Invecchiamento: la lunga strada verso l’ottimismo

28 Marzo 2007
Invecchiamento: la lunga strada verso l'ottimismo

Forse succede della vita la stessa cosa che succede della luce: più cruda e aspra nelle ore centrali della giornata, la luce, per un fenomeno di rifrazione, si fa più dolce e rosata al tramonto. Se fosse così davvero, risulterebbe del tutto privo di fondamento il luogo comune secondo il quale l’avvenire dei giovani è roseo, quello dei vecchi grigio.

Che i colori delle età siano completamente da capovolgere è la tesi che emerge da un’interessante ricerca di prossima pubblicazione sulla rivista Psychological Science, della quale è stata diffusa – e pubblicata su alcuni siti Internet – un’anteprima.

Lo studio, condotto da due noti psicologi americani, Michael Kisley dell’Università del Colorado e Stacey Wood del californiano Scripps College, ha interessato una popolazione di oltre 150 soggetti di varie età. A ciascuno dei partecipanti è stata proposta la visione, sullo schermo di un computer, di una serie di immagini, alcune delle quali catalogate come “positive”, altre come “neutre” e altre ancora come “negative”. Le reazioni psicologiche venivano intanto osservate attraverso un monitoraggio del cervello.

E’ risultato che, in percentuali significative, i giovani di età compresa tra i 18 e i 25 anni soffermavano di preferenza la loro attenzione sulle immagini, e sulle conseguenti emozioni, di carattere negativo: ad esempio la fotografia di un incidente automobilistico o quella di un gatto morto sull’asfalto. E’ questa una tendenza già sufficientemente conosciuta e studiata, cui viene dato il nome di negative bias, cioè di “inclinazione negativa” o “pregiudizio negativo”.

Più inattesa e sorprendente è stata giudicata dai ricercatori l’osservazione opposta: i soggetti di età superiore ai 55 anni hanno infatti privilegiato, in percentuali altrettanto se non ancor più significative, le immagini e le emozioni di segno positivo, come un bel paesaggio o un cono di gelato al cioccolato. Se ne può dedurre (anche se trarre conclusioni definitive da una singola ricerca sarebbe avventato) che con l’età s’impara gradatamente a rendersi più permeabili alle emozioni “buone” che alle “cattive”.

Ricercare una causa di questa legge piuttosto stravagante potrebbe portare a un cortocircuito interpretativo.
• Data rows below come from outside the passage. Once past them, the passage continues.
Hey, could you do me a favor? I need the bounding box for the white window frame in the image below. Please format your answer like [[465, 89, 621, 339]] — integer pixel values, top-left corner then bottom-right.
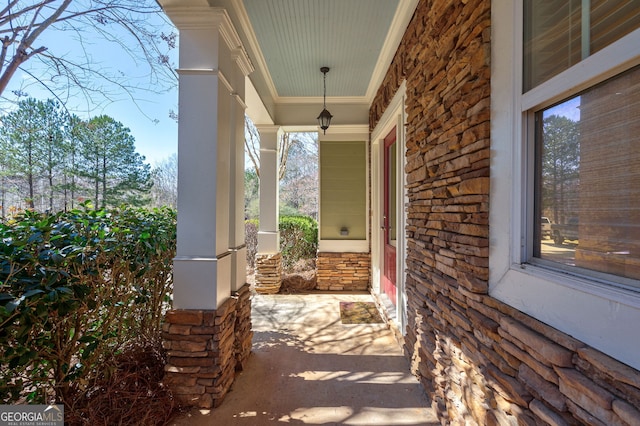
[[489, 0, 640, 369]]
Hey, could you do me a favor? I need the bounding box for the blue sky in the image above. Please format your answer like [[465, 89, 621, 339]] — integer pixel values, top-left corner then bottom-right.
[[0, 9, 178, 166]]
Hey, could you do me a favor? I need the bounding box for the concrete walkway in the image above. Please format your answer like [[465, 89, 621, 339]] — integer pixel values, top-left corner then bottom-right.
[[171, 294, 440, 426]]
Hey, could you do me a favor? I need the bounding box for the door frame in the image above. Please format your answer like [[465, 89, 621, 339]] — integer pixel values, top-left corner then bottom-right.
[[371, 82, 408, 335]]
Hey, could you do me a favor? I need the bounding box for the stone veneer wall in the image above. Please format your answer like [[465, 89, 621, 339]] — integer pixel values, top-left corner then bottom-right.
[[370, 0, 640, 425], [255, 253, 282, 294], [316, 252, 371, 291], [163, 285, 253, 408]]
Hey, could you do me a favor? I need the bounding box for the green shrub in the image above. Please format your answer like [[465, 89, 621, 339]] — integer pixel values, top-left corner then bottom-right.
[[245, 216, 318, 270], [0, 206, 176, 404], [279, 216, 318, 270]]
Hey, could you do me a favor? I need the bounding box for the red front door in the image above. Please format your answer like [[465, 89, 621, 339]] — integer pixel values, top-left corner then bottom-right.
[[382, 128, 397, 305]]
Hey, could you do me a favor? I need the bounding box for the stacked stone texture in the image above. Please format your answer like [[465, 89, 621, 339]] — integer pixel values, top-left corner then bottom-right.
[[163, 297, 238, 408], [255, 253, 282, 294], [232, 284, 253, 370], [316, 252, 371, 291], [370, 0, 640, 425]]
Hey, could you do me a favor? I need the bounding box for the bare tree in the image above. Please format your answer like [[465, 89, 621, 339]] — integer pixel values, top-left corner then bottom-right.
[[0, 0, 176, 110], [151, 154, 178, 209], [244, 115, 295, 180]]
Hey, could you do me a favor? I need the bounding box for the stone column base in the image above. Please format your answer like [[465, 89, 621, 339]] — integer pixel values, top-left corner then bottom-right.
[[256, 253, 282, 294], [163, 297, 238, 408], [232, 284, 253, 371]]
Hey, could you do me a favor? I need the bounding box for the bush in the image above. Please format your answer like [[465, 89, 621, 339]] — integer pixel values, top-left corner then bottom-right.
[[245, 216, 318, 270], [0, 205, 176, 406]]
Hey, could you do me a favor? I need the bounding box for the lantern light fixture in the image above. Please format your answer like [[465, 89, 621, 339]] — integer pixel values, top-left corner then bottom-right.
[[318, 67, 333, 135]]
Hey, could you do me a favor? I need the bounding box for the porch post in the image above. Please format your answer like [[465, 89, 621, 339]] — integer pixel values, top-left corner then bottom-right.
[[256, 126, 282, 294], [163, 6, 252, 408]]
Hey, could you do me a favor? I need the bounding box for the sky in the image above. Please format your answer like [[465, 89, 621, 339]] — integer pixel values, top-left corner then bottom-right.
[[0, 7, 178, 166]]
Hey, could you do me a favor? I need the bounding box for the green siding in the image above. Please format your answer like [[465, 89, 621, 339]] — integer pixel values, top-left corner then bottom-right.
[[320, 141, 367, 240]]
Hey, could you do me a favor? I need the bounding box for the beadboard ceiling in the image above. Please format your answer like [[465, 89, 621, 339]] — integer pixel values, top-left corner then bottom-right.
[[243, 0, 399, 97], [160, 0, 418, 126]]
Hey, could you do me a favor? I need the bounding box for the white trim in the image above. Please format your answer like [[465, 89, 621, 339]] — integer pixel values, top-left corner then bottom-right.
[[522, 28, 640, 111], [365, 0, 419, 104], [489, 0, 640, 369], [371, 81, 408, 335], [318, 240, 369, 253]]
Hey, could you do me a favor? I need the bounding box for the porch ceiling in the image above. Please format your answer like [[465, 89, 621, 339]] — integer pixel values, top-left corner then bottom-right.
[[160, 0, 418, 126]]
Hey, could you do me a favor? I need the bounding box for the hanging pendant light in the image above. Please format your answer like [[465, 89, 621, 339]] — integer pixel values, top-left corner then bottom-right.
[[318, 67, 333, 135]]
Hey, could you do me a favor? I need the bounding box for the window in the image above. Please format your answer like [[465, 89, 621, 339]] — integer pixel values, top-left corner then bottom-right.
[[534, 67, 640, 285], [489, 0, 640, 369], [523, 0, 640, 287], [523, 0, 640, 92]]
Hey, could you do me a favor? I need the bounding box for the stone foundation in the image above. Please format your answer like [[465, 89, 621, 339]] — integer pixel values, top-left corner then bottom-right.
[[163, 285, 253, 408], [370, 0, 640, 426], [232, 284, 253, 370], [255, 253, 282, 294], [316, 253, 371, 291]]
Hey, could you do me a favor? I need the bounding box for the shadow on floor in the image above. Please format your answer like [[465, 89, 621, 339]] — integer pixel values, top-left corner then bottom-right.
[[172, 294, 439, 426]]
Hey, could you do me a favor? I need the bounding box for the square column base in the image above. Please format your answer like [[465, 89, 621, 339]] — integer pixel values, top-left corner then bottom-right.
[[255, 253, 282, 294], [162, 285, 253, 408]]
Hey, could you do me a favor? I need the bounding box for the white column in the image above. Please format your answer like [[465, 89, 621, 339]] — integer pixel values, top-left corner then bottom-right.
[[229, 87, 247, 291], [257, 126, 280, 254], [165, 7, 252, 310]]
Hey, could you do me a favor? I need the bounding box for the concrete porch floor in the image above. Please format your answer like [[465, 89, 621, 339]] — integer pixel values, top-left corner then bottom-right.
[[170, 293, 440, 426]]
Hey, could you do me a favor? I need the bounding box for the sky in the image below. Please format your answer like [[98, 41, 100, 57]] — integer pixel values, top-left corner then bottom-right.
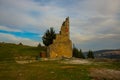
[[0, 0, 120, 51]]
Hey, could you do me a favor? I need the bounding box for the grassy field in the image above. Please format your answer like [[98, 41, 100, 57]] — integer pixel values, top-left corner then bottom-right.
[[0, 44, 120, 80], [0, 61, 120, 80], [0, 43, 45, 61]]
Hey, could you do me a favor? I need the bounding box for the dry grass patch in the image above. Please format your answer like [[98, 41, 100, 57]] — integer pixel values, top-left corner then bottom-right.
[[90, 68, 120, 80]]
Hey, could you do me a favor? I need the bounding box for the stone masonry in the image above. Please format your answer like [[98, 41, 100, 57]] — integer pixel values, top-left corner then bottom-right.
[[48, 17, 72, 58]]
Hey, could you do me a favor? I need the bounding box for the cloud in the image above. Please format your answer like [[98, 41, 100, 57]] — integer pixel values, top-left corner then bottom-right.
[[0, 33, 40, 46]]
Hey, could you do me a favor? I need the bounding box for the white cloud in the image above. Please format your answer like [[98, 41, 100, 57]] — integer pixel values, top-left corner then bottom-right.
[[0, 33, 39, 46]]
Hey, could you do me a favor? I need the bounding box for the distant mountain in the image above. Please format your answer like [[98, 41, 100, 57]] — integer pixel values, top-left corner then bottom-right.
[[94, 49, 120, 59]]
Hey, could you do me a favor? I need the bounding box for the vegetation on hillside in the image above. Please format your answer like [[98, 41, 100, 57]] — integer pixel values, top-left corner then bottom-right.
[[73, 46, 85, 59], [0, 43, 46, 61]]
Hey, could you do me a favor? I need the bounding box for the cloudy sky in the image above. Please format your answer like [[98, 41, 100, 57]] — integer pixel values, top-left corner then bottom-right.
[[0, 0, 120, 51]]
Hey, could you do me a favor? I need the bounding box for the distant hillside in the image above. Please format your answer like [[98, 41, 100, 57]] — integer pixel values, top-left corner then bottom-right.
[[0, 43, 45, 61], [94, 49, 120, 59]]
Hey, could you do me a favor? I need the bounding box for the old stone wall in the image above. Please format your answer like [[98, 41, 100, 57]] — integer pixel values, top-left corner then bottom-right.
[[48, 17, 72, 58]]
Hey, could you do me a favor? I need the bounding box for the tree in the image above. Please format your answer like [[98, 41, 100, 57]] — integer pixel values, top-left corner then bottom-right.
[[42, 27, 56, 46], [87, 50, 94, 59], [73, 44, 85, 59], [73, 47, 79, 57]]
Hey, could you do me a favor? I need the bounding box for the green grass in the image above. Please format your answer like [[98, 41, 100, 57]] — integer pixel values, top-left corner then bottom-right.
[[0, 43, 120, 80], [0, 43, 45, 61], [0, 61, 120, 80]]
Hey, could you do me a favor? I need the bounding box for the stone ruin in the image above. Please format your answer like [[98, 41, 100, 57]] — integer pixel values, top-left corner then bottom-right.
[[47, 17, 72, 59]]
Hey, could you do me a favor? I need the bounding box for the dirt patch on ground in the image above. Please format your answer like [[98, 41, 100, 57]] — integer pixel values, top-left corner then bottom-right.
[[16, 60, 36, 64], [90, 68, 120, 80]]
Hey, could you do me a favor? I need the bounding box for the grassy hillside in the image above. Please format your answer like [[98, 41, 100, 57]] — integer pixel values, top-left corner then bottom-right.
[[0, 43, 120, 80], [0, 43, 45, 61]]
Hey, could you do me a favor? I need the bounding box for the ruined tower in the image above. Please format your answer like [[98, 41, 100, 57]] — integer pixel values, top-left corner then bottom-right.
[[48, 17, 72, 58]]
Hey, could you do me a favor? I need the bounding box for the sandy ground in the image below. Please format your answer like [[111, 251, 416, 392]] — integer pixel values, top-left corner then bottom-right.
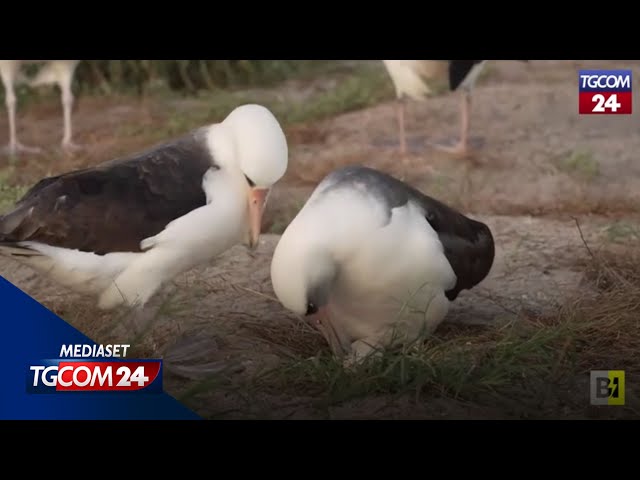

Gli anziani, più ottimisti, saranno portati a credere che la vita diventa tanto più bella quanto più la si vive. I giovani, più pessimisti, parlando degli anziani diranno invece che gli dèi si prendono gioco degli uomini, facendo loro apparire il futuro tanto più roseo quanto più il tempo che resta si restringe. 

Sarà magari, proprio come per la luce del giorno, un semplice e illusorio fenomeno ottico, di rifrazione? O non, al contrario, un effetto reale e misurabile dell’esperienza, che induce a una più esatta stima dei valori?

Forse da non trascurare è una terza ipotesi: che i giovani siano più soggiogati degli anziani dalle immagini di violenza e di morte di cui giornali, televisione, cinema e videogiochi intessono le loro giornate.